Son dönemlerde bazı kesimler Akif’i kendi açılarından görme ve gösterme gayretindeler. Akif’in millet ve milliyetçilik düşmanı olduğunu ispat gayretkeşliği içinde olduklarını görüyoruz. Akif millete değil, ırkçılığa karşı bir anlayış içindedir. Tarihe ve bir millete mal olmuş şahsiyetleri topluma tanıtırken tek taraflı tanıtma çabasında olmak büyük şahsiyetlerin anlaşılmamasına sebep olur. Akif’in üzerinden toplum mühendisliğinin bir oyunu oynanıyor. Akif’in ırk karşıtı olarak dile getirdiği sözlerin hangi anlamda ve hangi amaca hizmet etmek için söylediğini iyi tahlil etmek gerekir..

Doğru bildiğini her ortamda söyleyen ve bir karakter abidesi olan Akif’e böyle bir yaftayı yakıştırmak da kimsenin harcı olmasa gerek. 

Bakın Akif, Türk kelimesini hangi şiirlerinde nasıl kullanıyor.

Safahat’ın altıncı bölümü olan ‘Asım’, Akif’in idealindeki gençliktir. Asım, Mehmet Akif’in babası Tahir Efendi’nin talebelerinden Köse İmamın oğludur. Safahat’ın bu bölümünde dört kişi arasındaki konuşmalar ve şiirler yer alır. Akif burada Türk kelimesini şöyle kullanır:

"Yurdu baştanbaşa viraneye dönmüş Türk’ün/ Dünkü şen şatır ocaklar yatıyor yerde bugün";"Nerde Ertuğrul'u koynunda büyütmüş obalar/ Hani Osman gibi, Orhan gibi babalar?";"Sıtmadan boynu bükülmüş de o dimdik Türk’ün/Düşünüp durmada öksüz gibi küskün, küskün.";"Değişik sanki o aslan gibi ırkın torunu/Bense İslam'ın o gürbüz, o civan unsurunu”; “Kocamaz derdim, asırlarca sorulsaydı eğer/Ne çabuk elden ayaktan düşecekmiş o meğer.";"Hocazadem, ne sülükmüş o meğer vay canına/Dış bilermiş senelerden beri Türk'ün kanına.";"Neye Türk'ün canı yangın, neye millet geridir. Anladık biz bunu az çok senelerden beridir."
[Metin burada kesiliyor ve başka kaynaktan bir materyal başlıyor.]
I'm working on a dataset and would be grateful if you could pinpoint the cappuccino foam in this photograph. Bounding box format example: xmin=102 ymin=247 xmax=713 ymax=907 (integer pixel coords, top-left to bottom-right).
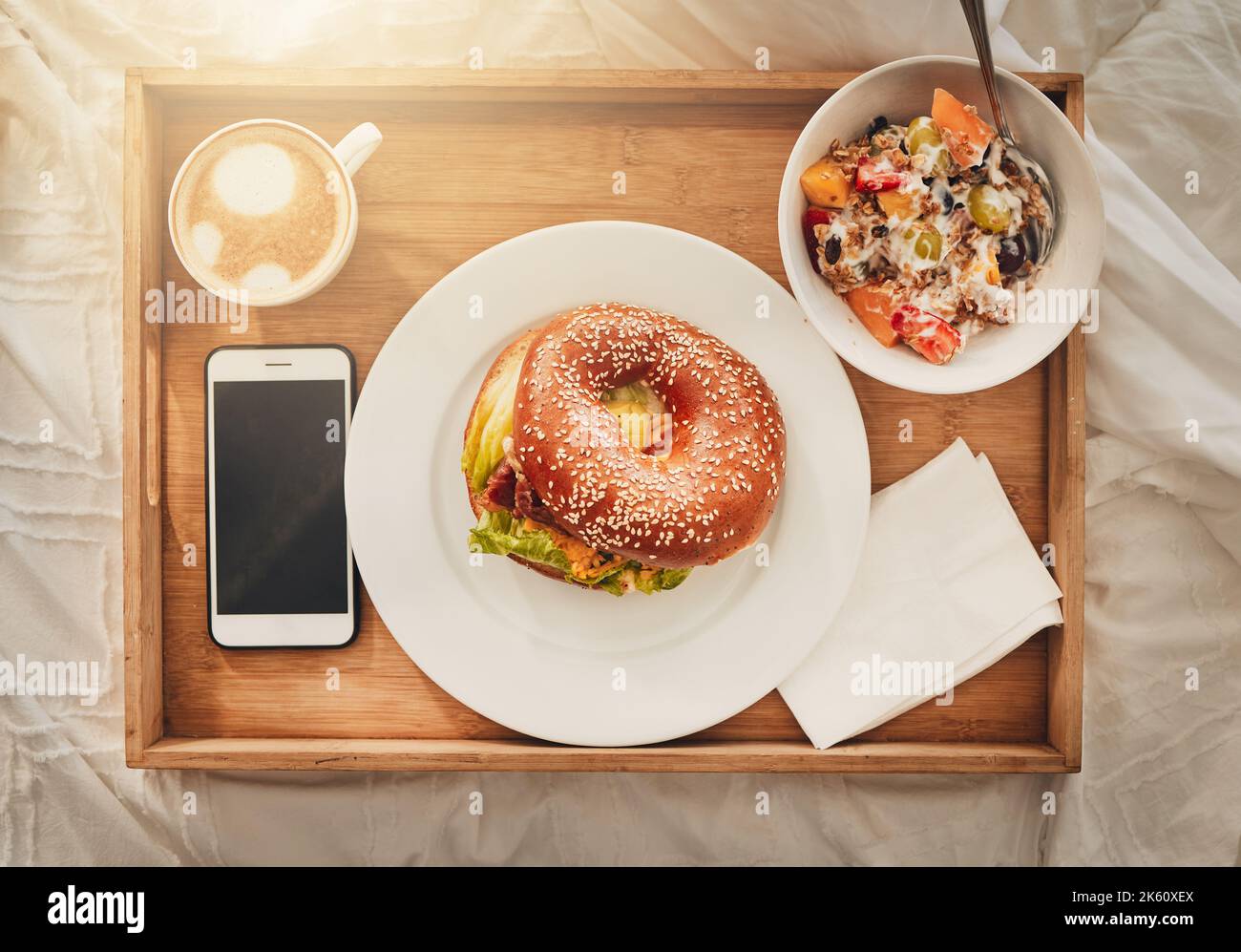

1921-22 yıllarında yazdığı ‘Ordunun Duası’ şiiri Ali Rıfat Bey tarafından bestelenmiş ve orduya gönderilmiştir. Bu şiirde de, "Türk eriyiz, silsilemiz kahraman, Müslüman’ız Hakk’a tapan Müslüman”; “Putları Allah tanıyanlar aman/ Mescidimin boynuna çan asmasın." ifadelerini görürüz.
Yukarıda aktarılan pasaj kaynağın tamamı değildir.